Producing RNA-based therapeutics

CPI is bridging the gap between research and commercialisation of RNA-based therapies. This includes developing efficient and reliable manufacturing processes for both oligonucleotides and the delivery systems needed to get them into cells. 

During the COVID-19 pandemic, CPI became a member of the UK Government’s Vaccine Taskforce, in which our key role was to develop mRNA vaccine candidates. We’ve since built on that legacy and experience by opening the dedicated RNA Centre of Excellence, an innovation centre with the capacity to deliver 100 million vaccine doses in the event of a future health emergency. The GMP-certified facility is currently the only open-access facility in the UK that can produce lipid nanoparticles for the safe and effective delivery of RNA vaccines and therapies. 

That expertise will be enhanced by the opening of the Intracellular Drug Delivery Centre, which has been established in a collaborative partnership with the Medicines Discovery Catapult, the University of Strathclyde, the University of Liverpool and Imperial College London. 

To make sure the UK continues to be at the forefront of RNA-based therapeutic technology we need to ensure that the future workforce has the required skills and knowledge. That’s why the RNA Training Academy has been established. 

We’re so passionate about the promise of RNA-based therapeutics that we created the RNA Vaccines and Therapeutics Conference in partnership with Imperial College London and The BioIndustry Association (BIA).

With the mRNA vaccine and therapeutics market predicted to be worth more than $68 billion by 2030, we’re working to ensure that the UK – and its thriving pharmaceutical industry – can continue to play a significant role in this growth.

Paving the way forward for RNA-based medicine

RNA-based therapeutics and vaccines represent a paradigm shift in healthcare, offering hope for treating – and potentially curing – previously untreatable conditions.
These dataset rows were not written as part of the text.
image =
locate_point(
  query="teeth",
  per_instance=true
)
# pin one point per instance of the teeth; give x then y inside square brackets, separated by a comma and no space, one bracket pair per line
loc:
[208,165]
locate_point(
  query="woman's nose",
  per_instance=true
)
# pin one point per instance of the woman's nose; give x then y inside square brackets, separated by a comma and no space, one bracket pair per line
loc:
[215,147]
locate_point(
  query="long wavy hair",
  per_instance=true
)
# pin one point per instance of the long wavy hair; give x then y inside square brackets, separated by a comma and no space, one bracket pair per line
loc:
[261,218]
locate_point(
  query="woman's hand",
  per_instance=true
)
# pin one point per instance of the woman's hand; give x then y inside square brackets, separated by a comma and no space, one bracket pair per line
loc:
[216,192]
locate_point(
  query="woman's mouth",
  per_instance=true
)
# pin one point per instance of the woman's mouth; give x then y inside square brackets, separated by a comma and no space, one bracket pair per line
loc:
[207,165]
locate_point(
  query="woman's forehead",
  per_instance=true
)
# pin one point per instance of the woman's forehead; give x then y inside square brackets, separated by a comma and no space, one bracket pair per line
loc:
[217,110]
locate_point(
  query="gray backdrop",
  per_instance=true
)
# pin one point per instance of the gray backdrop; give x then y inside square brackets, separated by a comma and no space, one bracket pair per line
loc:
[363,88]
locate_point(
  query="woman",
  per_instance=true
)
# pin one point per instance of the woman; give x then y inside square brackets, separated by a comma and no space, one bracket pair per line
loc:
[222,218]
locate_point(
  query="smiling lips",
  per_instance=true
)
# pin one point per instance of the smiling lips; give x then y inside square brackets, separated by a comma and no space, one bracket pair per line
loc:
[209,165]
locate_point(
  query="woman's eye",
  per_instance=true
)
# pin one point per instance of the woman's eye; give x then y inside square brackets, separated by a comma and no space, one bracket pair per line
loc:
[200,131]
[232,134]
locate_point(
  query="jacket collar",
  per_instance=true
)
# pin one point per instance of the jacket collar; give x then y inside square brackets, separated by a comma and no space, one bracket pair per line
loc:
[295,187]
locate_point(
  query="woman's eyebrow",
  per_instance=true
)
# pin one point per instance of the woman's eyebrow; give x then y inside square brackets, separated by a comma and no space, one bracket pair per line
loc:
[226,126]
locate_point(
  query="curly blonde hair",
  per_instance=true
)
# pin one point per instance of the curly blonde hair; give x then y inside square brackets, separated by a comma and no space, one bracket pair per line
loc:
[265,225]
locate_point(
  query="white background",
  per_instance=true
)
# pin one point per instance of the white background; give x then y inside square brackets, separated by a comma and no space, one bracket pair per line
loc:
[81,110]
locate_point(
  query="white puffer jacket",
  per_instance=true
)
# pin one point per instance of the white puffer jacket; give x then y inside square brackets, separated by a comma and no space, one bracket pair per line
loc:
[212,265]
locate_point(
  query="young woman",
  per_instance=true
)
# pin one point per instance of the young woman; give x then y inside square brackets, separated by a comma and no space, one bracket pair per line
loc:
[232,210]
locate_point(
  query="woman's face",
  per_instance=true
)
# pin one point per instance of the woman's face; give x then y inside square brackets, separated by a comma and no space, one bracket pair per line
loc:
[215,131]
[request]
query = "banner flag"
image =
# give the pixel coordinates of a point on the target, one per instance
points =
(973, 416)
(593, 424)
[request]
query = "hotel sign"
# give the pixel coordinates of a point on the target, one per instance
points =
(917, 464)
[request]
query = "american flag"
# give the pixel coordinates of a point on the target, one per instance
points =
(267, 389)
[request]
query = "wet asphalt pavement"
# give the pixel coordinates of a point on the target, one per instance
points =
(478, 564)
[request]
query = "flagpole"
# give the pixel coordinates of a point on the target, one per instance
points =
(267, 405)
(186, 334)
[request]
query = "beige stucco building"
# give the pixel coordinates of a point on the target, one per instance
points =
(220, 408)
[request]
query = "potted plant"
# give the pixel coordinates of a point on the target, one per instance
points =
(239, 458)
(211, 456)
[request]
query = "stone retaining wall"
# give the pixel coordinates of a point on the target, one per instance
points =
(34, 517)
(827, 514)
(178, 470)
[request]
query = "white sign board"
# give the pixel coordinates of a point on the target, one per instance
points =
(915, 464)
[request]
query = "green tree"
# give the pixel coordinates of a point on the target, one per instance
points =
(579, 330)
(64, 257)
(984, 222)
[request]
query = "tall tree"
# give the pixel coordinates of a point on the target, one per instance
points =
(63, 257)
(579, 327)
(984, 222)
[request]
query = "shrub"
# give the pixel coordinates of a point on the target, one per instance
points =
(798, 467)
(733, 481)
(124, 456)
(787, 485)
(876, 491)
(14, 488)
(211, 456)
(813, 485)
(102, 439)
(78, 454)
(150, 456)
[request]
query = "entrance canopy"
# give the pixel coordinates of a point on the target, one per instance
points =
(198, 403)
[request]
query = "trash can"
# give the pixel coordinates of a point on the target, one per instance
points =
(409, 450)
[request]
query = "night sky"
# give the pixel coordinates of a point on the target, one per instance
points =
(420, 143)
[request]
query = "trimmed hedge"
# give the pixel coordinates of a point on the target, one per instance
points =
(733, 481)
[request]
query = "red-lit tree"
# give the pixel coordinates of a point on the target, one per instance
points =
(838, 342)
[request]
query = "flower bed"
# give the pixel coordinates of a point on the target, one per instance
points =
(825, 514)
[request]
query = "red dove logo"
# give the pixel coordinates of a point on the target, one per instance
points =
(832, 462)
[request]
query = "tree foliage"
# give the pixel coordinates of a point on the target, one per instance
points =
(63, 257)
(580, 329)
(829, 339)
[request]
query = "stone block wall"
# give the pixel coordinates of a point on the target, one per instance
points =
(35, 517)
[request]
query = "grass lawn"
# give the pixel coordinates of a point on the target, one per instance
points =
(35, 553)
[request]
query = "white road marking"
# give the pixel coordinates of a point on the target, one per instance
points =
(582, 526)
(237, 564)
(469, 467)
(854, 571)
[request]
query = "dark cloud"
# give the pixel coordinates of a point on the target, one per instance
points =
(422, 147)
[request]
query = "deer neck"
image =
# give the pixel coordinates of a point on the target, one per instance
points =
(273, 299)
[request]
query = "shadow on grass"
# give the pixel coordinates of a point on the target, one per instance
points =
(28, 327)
New mRNA vaccines are currently under exploration, not just for viruses like the ones that cause COVID-19 or influenza, but also malaria and even cancer and other severe chronic diseases. The first CRISPR-based therapy, for sickle cell disease, has been approved for use in the UK and USA, setting the stage for a boom in gene-editing treatment. 

As research and development in this field continues to flourish, the potential for RNA-based therapeutics to improve and save lives is astounding.